Another method I suggest to people is the Guilt Reversal method. If doing something make you feel guilty, odds are that it is something that you actually want to do (that some of the people closest to you don't approve of). Likewise if it is something that you would feel guilty for not doing then you more than likely don't want to do these things. The key to this one is recognizing the difference between guild and remorse. Guilt is the feeling of outside pressure applied to you in order to control your behavior. Remorse on the other hand is the feeling you get when you recognize that you in fact did something that you know is wrong or unintended.

The next method is by far the simplest yet hardest.
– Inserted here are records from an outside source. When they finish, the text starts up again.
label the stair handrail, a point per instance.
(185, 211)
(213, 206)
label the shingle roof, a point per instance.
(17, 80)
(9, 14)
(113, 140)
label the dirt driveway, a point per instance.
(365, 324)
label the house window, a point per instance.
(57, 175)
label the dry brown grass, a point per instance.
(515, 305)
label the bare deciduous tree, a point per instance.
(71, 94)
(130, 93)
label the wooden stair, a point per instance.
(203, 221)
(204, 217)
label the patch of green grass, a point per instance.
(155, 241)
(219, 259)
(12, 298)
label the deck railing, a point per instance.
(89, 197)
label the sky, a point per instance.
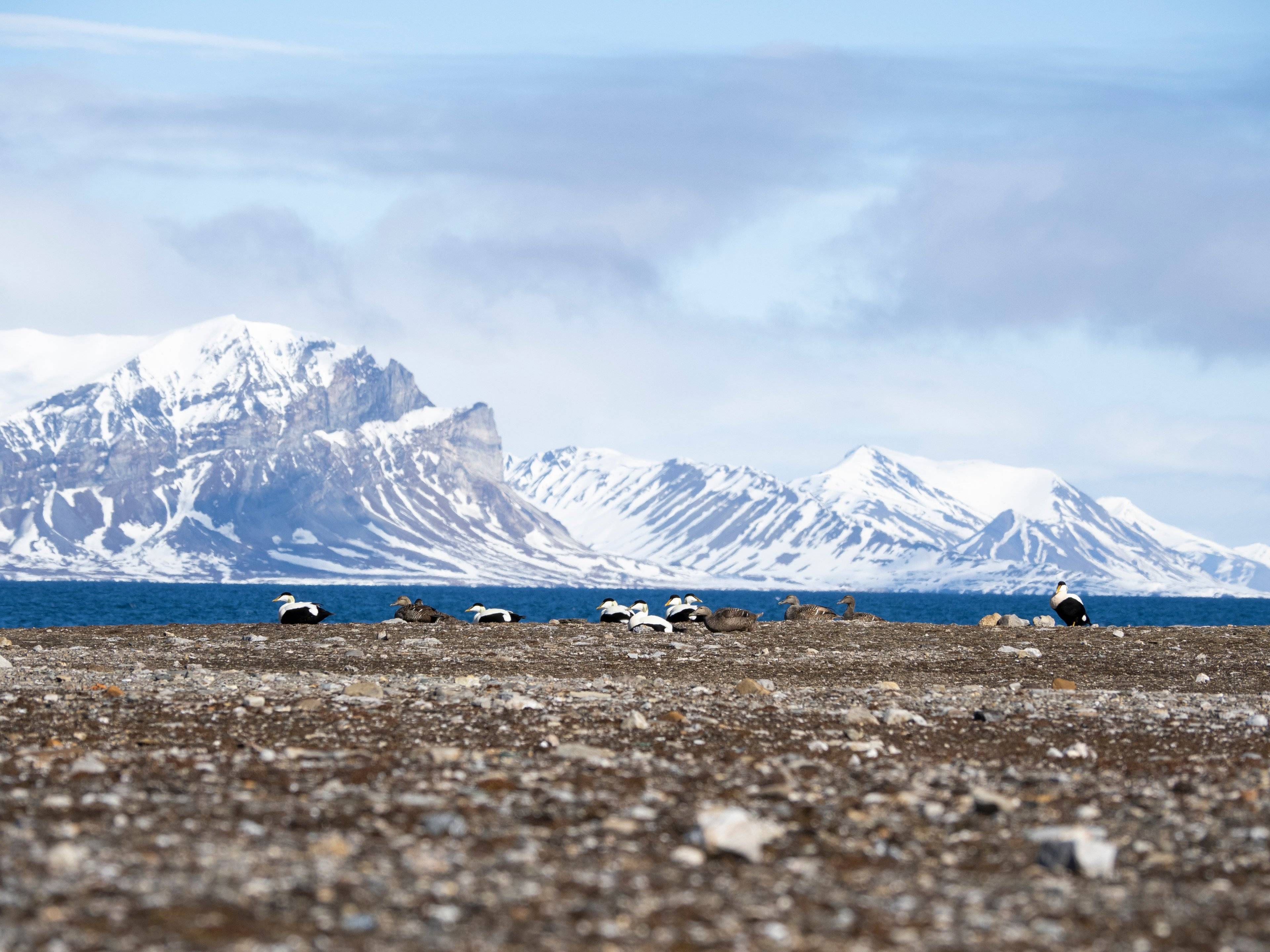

I call it the Truth method. It goes like this: never lie to yourself. Most of the time we become confused on our path because we end up lying to ourselves about what we really know. If you are brutally honest with yourself, you can't be confused at all. Sometimes this method becomes a combination of the first two methods. Sometime you won't like what you find. However, seeking the truth relentlessly in all situations will allow you to act out of perfect clarity.

An example situation: Your mother want you to go visit aunt Bertha in the hospital. You feel resistance to going even though you know you should go visit her. If you look at the situation truthfully you may find that you don't like aunt Bertha and the only reason you would go is to make you mother happy even though you would be miserable the whole time. Also this is the sixth time your aunt has been in the hospital and this is the weekend you planned on going on a vacation that you have been planning for over a year. The other five times you visited and each time you got really sick afterwards. What should you do? Seems obvious when you are honest with yourself.

Usually when we are conflicted about our path in life it is usually because of the people close to us. Listen to what you have to say to yourself first, make your decision, then act. More than likely you already know what the have to say. Trust yourself and do what you think is best. It is better to do what you want and be wrong, than to do what others say you should and always wonder if you would have been right. Try it and see.